Samuel AG. J. Exp. Psychol. Hum. Percept. Perform. 1988; 14(3): 379-388.

Affiliation

Department of Psychology, Yale University, New Haven, Connecticut 06520.

Copyright

(Copyright © 1988, American Psychological Association)

DOI

unavailable

PMID

2971768

Abstract

Whispered speech is very different acoustically from normally voiced speech, yet listeners appear to have little trouble perceiving whispered speech. Two selective adaptation experiments explored the basis for the common perception of whispered and voiced speech, using two synthetic /ba/-/wa/ continua (one voiced, and one whispered). In the first experiment the endpoints of each series were used as adaptors, along with several nonspeech adaptors. Speech adaptors produced reliable labeling shifts of syllables matching in periodicity (i.e., whispered-whispered or voiced-voiced); somewhat smaller effects were found with mismatched periodicity.

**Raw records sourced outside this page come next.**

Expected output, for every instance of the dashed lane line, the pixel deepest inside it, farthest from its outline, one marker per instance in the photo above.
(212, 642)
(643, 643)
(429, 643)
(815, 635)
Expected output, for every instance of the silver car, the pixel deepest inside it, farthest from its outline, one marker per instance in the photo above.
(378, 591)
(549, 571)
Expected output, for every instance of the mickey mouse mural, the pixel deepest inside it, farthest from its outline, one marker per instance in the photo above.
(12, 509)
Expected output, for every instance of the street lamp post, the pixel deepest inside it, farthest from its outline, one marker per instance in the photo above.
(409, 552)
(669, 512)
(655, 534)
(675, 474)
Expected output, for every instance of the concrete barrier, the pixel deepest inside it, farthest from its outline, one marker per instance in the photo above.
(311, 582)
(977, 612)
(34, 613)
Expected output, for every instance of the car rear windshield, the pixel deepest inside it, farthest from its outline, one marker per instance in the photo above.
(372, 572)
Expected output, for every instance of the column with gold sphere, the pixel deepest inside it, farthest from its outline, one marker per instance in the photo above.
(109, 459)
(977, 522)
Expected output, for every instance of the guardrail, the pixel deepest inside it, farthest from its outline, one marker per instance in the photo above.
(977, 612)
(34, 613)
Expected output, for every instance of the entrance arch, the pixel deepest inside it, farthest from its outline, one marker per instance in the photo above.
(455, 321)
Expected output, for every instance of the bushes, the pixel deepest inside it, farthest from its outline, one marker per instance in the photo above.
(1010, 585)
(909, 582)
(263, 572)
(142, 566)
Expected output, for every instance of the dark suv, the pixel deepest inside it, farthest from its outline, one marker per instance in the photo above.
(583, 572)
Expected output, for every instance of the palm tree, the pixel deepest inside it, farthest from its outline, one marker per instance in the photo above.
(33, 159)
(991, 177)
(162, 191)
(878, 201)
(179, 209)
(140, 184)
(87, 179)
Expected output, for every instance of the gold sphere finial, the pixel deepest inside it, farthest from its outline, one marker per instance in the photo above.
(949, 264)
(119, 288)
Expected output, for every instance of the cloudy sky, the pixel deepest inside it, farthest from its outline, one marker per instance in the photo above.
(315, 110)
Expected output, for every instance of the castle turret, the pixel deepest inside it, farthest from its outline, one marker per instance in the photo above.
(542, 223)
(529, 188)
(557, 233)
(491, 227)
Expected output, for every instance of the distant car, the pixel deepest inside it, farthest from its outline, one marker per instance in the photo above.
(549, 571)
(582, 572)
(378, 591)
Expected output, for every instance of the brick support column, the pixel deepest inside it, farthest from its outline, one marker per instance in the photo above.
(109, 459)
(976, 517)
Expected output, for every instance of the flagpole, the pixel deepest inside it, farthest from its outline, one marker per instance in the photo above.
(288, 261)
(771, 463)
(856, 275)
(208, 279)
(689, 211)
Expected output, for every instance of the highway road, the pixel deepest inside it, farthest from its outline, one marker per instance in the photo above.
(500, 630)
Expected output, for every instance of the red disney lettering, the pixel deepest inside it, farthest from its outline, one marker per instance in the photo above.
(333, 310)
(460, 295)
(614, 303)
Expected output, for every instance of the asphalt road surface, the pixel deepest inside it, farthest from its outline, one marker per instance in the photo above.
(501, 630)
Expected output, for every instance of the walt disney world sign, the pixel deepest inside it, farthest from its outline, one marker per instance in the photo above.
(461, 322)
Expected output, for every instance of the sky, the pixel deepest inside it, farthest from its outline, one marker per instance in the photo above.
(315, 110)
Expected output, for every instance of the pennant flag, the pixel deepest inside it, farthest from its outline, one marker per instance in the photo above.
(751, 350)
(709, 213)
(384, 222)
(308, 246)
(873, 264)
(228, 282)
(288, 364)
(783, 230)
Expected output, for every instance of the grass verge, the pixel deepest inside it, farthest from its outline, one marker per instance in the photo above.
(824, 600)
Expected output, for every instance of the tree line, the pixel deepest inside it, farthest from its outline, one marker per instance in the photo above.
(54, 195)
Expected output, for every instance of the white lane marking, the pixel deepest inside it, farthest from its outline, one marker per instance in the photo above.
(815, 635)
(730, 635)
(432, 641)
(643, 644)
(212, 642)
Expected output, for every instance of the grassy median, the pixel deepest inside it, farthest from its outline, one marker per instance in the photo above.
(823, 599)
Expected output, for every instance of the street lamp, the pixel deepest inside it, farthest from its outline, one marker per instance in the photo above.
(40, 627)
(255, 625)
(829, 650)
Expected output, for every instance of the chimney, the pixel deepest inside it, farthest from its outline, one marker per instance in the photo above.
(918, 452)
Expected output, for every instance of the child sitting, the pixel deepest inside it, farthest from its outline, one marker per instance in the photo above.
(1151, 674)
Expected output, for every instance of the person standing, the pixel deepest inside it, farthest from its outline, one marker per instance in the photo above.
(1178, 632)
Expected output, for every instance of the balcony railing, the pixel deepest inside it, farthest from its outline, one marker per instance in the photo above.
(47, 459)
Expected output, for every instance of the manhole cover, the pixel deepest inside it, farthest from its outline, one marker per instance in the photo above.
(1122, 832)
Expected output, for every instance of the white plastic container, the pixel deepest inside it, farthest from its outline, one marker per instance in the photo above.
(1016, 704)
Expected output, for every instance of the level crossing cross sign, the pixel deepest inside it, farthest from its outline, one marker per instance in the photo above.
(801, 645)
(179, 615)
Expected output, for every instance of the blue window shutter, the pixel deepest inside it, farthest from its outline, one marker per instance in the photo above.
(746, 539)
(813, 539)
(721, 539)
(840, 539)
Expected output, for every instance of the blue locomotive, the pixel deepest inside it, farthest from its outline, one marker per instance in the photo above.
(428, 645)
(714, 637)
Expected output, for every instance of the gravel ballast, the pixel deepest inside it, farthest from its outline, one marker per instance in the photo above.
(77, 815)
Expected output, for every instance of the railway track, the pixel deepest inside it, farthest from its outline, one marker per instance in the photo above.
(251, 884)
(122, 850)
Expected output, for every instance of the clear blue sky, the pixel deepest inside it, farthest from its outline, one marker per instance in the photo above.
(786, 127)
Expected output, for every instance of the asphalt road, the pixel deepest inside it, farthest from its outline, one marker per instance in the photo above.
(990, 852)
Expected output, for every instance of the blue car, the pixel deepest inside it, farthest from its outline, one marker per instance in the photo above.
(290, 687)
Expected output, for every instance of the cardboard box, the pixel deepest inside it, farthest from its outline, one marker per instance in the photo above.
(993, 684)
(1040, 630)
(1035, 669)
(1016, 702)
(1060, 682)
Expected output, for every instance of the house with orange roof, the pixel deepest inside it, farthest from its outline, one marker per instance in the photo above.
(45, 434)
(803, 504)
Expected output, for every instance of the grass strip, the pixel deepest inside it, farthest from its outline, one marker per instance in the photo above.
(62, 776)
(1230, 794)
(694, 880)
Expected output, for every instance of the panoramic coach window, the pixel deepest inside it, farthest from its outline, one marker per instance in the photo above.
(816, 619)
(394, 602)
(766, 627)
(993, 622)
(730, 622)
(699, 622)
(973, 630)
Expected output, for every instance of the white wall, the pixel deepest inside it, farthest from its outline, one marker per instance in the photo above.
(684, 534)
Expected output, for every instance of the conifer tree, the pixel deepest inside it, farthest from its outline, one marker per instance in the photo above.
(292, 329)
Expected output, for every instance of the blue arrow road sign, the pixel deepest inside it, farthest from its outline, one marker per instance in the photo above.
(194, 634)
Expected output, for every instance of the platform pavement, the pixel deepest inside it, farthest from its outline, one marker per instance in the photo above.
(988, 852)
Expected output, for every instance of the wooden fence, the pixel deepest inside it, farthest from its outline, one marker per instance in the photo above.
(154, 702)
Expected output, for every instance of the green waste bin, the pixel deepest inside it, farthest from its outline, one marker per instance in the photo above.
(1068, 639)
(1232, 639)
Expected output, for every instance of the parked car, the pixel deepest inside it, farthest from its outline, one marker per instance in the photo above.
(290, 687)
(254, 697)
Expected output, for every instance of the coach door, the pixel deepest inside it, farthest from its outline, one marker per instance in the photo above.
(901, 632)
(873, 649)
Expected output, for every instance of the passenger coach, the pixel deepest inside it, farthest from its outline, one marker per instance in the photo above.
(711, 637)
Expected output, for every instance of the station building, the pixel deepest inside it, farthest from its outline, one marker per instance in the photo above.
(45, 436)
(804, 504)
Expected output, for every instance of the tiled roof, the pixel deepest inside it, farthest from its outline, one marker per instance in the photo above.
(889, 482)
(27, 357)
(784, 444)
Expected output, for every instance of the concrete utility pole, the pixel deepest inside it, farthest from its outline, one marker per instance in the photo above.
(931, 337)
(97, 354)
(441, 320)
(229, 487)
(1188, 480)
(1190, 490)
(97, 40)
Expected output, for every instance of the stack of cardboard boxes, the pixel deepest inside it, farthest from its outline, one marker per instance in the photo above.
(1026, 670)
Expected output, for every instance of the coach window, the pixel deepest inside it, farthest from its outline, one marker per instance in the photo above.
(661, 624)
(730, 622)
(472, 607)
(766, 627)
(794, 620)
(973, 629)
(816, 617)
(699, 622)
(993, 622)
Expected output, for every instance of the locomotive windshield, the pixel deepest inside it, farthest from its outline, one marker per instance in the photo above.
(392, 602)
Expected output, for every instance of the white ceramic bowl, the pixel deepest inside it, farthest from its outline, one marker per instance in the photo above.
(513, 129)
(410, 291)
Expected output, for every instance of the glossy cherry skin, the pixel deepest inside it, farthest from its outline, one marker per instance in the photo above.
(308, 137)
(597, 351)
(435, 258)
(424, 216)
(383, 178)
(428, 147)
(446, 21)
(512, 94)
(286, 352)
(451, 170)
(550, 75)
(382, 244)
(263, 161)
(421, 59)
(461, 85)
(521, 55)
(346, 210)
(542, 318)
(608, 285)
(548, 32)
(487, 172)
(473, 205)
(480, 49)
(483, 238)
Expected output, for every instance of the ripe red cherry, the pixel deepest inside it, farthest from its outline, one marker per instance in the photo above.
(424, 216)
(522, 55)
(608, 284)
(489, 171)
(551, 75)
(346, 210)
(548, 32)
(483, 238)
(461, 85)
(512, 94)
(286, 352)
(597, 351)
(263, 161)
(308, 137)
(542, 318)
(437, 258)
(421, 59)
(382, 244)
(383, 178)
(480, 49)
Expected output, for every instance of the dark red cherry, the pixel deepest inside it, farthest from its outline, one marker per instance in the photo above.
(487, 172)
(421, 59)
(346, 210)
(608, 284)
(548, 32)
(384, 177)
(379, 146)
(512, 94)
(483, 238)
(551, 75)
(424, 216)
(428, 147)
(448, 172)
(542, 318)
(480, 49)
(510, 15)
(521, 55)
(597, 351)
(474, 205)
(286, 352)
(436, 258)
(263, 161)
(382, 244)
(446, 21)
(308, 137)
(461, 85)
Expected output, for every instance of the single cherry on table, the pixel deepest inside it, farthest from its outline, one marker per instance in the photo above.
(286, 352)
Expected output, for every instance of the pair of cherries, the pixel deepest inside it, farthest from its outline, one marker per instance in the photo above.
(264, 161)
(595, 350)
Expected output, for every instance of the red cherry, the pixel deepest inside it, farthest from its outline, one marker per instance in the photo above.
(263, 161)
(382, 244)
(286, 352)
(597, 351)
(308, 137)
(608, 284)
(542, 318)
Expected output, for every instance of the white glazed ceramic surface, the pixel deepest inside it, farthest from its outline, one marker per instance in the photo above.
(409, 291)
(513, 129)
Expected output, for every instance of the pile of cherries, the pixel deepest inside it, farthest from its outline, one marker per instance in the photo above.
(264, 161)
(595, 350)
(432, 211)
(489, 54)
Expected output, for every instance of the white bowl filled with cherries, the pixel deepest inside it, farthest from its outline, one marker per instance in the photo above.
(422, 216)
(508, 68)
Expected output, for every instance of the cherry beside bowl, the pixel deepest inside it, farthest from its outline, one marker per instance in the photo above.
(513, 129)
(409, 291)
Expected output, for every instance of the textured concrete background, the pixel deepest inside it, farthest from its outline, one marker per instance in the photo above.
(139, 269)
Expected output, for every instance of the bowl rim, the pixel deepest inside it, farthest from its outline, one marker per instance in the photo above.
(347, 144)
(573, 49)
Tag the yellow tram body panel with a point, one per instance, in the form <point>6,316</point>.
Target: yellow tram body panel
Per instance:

A periodic nonspeech tone with short rise time (the "pluck") produced adaptation effects like those for /ba/. These shifts occurred for whispered test syllables as well as voiced ones, indicating a common abstract level of representation for voiced and whispered stimuli. Experiment 2 replicated and extended Experiment 1, using same-ear and cross-ear adaptation conditions. There was perfect cross-ear transfer of the nonspeech adaptation effect, again implicating an abstract level of representation. The results support the existence of two levels of processing for complex acoustic signals. The commonality of whispered and voiced speech arises at the second, abstract level. Both this level, and the earlier, more directly acoustic level, are susceptible to adaptation effects.